All of our faith, this whole thing we call church, is predicated on a handful of people from long ago who saw and experienced something so unexpected that it radically re-narrated everything in existence. 

And all it took were three words: “He is Risen!” 

Easter is world shattering, it is deeply disruptive, and it changes everything now and forever. Easter is the totality of the Good News. And without it, we have nothing to say at all.

Here are some instrumental tunes that can help get us ready for the unexpected Good News of Easter. I encourage you to sit back and let the music wash over you and, hopefully, you’ll discover something about who you are, and whose you are, along the way:

Explosions In The Sky is an instrumental post-rock band from Austin, Texas. All of their music explores textures and sounds rather than following typical song structures like verse, chorus, verse, chorus, chorus. To me, “The Birth And The Death Of A Day” sounds like Easter.

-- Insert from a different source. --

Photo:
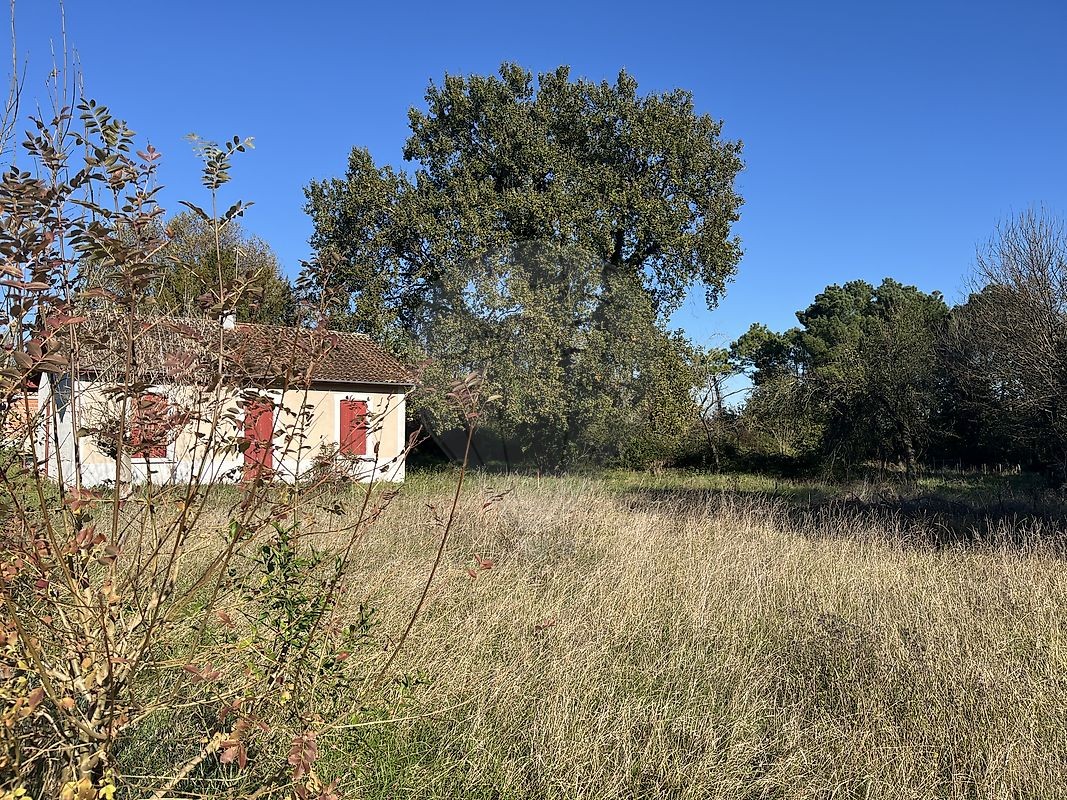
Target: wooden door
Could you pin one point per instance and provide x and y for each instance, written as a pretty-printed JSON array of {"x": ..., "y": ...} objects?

Sufjan Steven’ incredibly long titled instrumental track from his album “Come On Feel The Illinoise” is a short and evocative track ripe with recorders, flutes, harmonizing chorus, and various percussive rat-a-ma-tats; it’s one of those songs where you are not the same having listened to it.

White Denim’s “Back At The Farm” is a blistering and raucous instrumental psychedelic rock song. I don’t know if I’ve ever been able to listen to it without bashing my hands around in feeble attempts to “air-drum” along. If Easter really is a day of celebration, then White Denim is the kind of music I’ll be blaring after church!